After returning to Chile, Otero joined the Concepción Pontoon Engineer Company. Between 1907 and 1909, he continued his studies at the Army War Academy. After attaining the rank of captain, he served on the Army General Staff.

Otero was later assigned to the Railway Battalion. In 1918, he participated in the extension of the railway line from Puente Alto to El Volcán, in San José de Maipo.

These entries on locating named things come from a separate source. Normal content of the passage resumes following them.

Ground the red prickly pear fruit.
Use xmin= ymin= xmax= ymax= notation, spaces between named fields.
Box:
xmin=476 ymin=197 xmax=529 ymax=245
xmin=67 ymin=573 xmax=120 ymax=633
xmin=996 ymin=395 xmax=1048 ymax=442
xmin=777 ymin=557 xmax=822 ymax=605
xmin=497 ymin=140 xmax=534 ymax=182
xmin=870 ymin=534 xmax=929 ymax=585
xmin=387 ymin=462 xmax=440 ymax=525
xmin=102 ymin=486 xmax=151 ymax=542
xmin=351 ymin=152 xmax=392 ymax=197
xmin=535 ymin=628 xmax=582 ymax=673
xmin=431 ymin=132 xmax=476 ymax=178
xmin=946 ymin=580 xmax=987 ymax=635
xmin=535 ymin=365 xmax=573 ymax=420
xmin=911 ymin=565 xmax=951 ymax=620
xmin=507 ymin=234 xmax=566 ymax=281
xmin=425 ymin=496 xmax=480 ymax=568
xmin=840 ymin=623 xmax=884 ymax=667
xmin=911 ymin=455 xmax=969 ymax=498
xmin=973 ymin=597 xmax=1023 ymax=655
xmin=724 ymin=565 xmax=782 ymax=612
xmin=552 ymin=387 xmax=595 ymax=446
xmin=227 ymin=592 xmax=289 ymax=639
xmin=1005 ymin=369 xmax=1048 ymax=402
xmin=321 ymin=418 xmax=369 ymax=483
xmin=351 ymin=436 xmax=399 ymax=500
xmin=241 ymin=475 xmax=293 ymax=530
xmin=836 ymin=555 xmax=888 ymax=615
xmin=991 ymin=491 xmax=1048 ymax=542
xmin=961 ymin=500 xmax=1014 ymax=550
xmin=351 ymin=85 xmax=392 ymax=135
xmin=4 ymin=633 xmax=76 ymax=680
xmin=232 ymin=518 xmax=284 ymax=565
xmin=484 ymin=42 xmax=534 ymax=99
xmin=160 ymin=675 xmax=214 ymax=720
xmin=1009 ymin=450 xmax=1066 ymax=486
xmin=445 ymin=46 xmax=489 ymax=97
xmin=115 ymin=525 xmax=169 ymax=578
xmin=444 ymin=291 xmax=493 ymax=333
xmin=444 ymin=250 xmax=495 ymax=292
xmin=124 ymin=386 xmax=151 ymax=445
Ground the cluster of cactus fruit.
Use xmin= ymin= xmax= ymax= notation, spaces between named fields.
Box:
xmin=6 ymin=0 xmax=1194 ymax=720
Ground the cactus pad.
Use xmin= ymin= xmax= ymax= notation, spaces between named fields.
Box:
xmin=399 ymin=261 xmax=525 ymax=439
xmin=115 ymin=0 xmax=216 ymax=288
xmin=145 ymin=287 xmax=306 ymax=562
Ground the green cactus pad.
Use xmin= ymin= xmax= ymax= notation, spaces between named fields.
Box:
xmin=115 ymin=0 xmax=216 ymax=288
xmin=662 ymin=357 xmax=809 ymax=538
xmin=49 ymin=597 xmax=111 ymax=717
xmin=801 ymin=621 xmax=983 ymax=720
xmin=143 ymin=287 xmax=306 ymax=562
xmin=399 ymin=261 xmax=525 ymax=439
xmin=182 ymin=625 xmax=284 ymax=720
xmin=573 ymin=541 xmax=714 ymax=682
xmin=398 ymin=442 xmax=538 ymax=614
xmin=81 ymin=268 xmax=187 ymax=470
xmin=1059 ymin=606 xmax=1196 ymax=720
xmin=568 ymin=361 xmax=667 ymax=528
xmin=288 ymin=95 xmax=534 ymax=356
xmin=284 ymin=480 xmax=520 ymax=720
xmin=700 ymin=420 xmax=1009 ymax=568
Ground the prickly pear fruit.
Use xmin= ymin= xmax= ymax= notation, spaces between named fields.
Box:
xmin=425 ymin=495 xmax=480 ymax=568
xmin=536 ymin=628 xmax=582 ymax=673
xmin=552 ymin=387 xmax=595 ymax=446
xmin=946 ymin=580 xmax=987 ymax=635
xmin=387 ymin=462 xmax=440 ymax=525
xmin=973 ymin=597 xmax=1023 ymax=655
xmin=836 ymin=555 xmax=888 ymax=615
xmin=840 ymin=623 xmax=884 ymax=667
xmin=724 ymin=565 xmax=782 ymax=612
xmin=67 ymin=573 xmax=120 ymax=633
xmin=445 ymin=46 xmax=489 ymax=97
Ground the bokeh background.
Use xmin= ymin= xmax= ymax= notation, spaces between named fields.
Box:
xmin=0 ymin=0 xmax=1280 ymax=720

Following his promotion to lieutenant colonel, Otero became commander of the Railway Regiment. At the same time, he taught at the Army War Academy, where he held the chair in siege warfare.

==Senior command==
In 1925, Otero was appointed chief of staff of the 3rd Combined Brigade. He was subsequently promoted to colonel and appointed Inspector of Engineers. After his promotion to brigadier general in 1928, he served as commander of the Talca garrison and as a member of the Santiago Court Martial. He later became Chief of the Army General Staff.

By 1931, Otero had attained the rank of division general. He commanded the Army's II Division and subsequently served as Director of Services.

On 3 August 1932, Otero was appointed Commander-in-Chief of the Chilean Army, succeeding Agustín Moreno. His tenure took place amid the political instability that followed the Socialist Republic of Chile. He remained commander-in-chief until 26 December 1932, when he was succeeded by Pedro Vignola.

While serving as commander-in-chief, Otero was appointed Minister of War and Navy in the provisional government of Bartolomé Blanche. He held the ministerial portfolio from 14 September to 3 October 1932. He also served as military commander of the Santiago garrison.

Otero retired from the Chilean Army on 27 December 1932.

==Death==
Otero died in Santiago, Chile, on 27 November 1938, at the age of 59.